The peephole darkened for a second then the handle moved. The door opened and the two men looked at each other.

"Hello, Will. You found my message."

Will was shocked at how haggard and old Mark appeared, almost unrecognizable. He stepped back to let his visitor in. The door closed on its own, leaving them in the semidarkness of the shade-drawn room.

"Hello, Mark."

Mark saw the butt of Will's pistol between his parted jacket. "You don't need a gun."

"Don't I?"

Mark sank onto an armchair by the fireplace, too weak to stand. Will went for the sofa. He was tired too.

"The coffee shop was staked out."

Mark's eyes bulged. "They didn't follow you, did they?"

"I think we're good. For now."

"They must've tapped my call to your daughter. I knew you'd be mad and I'm sorry. It was the only way."

"Who are they?"

"The people I work for."

"First tell me this: what if I hadn't seen your card?"

Mark shrugged. "When you're in my business you rely on fate."

"What business is that, Mark? Tell me what business you're in."

"The library business."

Frazier was inconsolable. The operation was blown to hell and he couldn't think of one thing to do except shriek like a banshee. When his throat became too raw to continue, he hoarsely ordered his men to hold their positions and continue their apparently futile search until he told them otherwise. If he'd been there, this wouldn't have happened, he brooded. He thought he had professionals. DeCorso was a good operative but clearly a failure as a field leader, and who would take the blame for that? He kept his headset glued to his skull and slowly walked through the empty corridors of Area 51, muttering, "Failure is not a fucking option," then rode the elevator topside so he could feel hot sun on his body.
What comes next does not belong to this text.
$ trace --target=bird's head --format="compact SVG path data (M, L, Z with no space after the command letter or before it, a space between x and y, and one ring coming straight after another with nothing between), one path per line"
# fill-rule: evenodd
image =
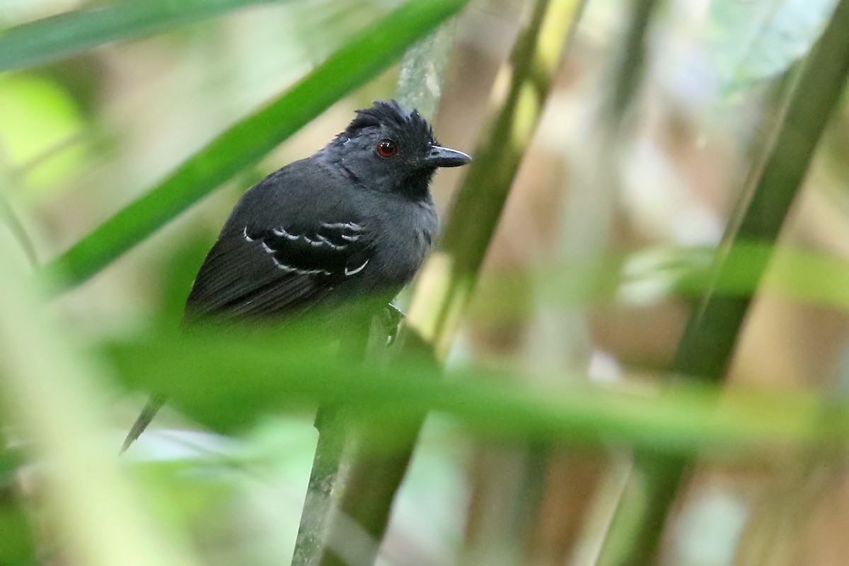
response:
M427 195L439 167L457 167L471 160L463 152L441 147L419 112L406 112L398 103L378 101L357 111L345 132L322 150L363 187Z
Mark was hushed and confessional at times, alternatively tearful, boastful, and arrogant, occasionally irritated by questions he considered repetitive or naive. Will maintained an even, professional tone though he struggled at times to retain his composure in the face of what he was hearing.

Will set things in motion with a simple question: "Did you send the Doomsday postcards?"

"Yes."

"But you didn't kill the victims."

"I never left Nevada. I'm not a killer. I know why you think there was a killer. That's what I wanted you and everyone else to think."
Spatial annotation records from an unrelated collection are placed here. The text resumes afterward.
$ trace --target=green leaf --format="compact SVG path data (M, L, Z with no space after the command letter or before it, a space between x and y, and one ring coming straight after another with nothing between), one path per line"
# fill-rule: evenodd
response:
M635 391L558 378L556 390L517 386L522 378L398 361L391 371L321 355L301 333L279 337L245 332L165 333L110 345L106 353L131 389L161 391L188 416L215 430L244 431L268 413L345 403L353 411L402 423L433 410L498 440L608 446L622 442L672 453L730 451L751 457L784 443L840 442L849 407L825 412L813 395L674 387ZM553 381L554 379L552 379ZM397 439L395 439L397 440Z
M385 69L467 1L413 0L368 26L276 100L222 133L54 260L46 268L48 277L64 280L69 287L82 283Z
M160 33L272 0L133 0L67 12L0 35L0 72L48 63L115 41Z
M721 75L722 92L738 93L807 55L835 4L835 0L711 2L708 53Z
"Then how did these people die?"

"Murders, accidents, suicides, natural causes--the same things that kill any random group of people."

"You're saying there was no single killer?"

"That's what I'm saying. That's the truth."

"You didn't hire or induce anyone to commit these murders?"

"No! Some of them were murders, I'm sure, but
you
know in your heart that not all of them were. Don't you?"

"A few of them have problems," Will admitted. He thought of Milos Covic and his window plunge, Marco Napolitano and the needle in his arm, Clive Robertson and his nosedive. Will's eyes narrowed. "If you're telling me the truth, then how in hell did you know in advance these people were going to die?"

Mark's sly smile unnerved him. He'd interviewed a lot of psychotics, and his I-know-something-you-don't-know grin was straight out of a schizophrenic's playbook. But he knew that Mark wasn't crazy. "Area 51."

"What about it? What's the relevance?"

"I work there."

Will was testy now. "Okay, I pretty much got that. Spill it! You said you were in the library business."

"There's a library at Area 51."

He was being forced to drag it out of him, question by question. "Tell me about this library."

"It was built in the late 1940s by Harry Truman. After World War Two, the British found an underground complex near a monastery on the Isle of Wight, Vectis Abbey. It contained hundreds of thousands of books."

"What kind of books?"

"Books dating back to the Middle Ages. They contained names, Will, billions--over two hundred billion names."

"Whose names?"

"Everyone who's ever lived."

Will shook his head. He was treading water, feeling like he was about to go under. "I'm sorry, I'm not following you."

"Since the beginning of time, there've been just under one hundred billion people who've ever lived on the planet. These books started listing every birth and every death since the eighth century. They chronicle over twelve hundred years of human life and death on earth."